The pull of consolidation is easy to see. European officials worry that Russia’s rampant rearmament is outpacing Europe’s own effort to build up arms production. Baltic leaders have stressed that even small Russian advances could pose a threat to their states. “It cannot be ruled out that within three to five years, Russia will test Article 5 and NATO‘loyalty,” he warned Troels Lund Poulsen, Denmark’s defense minister, on February 9. “That was not NATOand assessment in 2023. This is new information that is coming to light right now.” As a result of this febrile situation, the Baltic Defense Line is both a military statement and a political statement.

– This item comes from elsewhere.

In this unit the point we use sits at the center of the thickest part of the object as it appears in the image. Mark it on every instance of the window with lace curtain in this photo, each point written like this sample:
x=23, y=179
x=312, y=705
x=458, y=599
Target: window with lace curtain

But Russia’s successful defense has also prompted a broader rethink. Russian strongholds in southern and eastern Ukraine have been the most extensive defensive operations in Europe since World War II, according to a study by the Center for Strategic and International Studies, a group American thought. They may be rivaled only by the minefields and barriers on the inter-Korean border. In November Volodymr Zelensky, the president of Ukraine, urged his leaders to speed up the construction of defenses in the east. Poland is also building fortresses and shelters along its border with Russia and Belarus, which is an ally of the Kremlin.

This throws up a dilemma. NATO Armor has long been better than a more elastic defense in depth, in which troops withdraw as needed and destroy the enemy on more favorable ground. That is inconsistent with protecting every inch of it NATO soil But with “operational static protection”, Mr Milevski said, “it is much more important to ensure that the blow, when it comes, is as weak as possible”. That puts much more emphasis on using heavy firepower to go deep behind Russian lines to wear down the attacking force and break up their command and logistics. In short: heavy bombing on Russian soil. “Western political leaders,” he warns, “could be squeamish about such attacks.”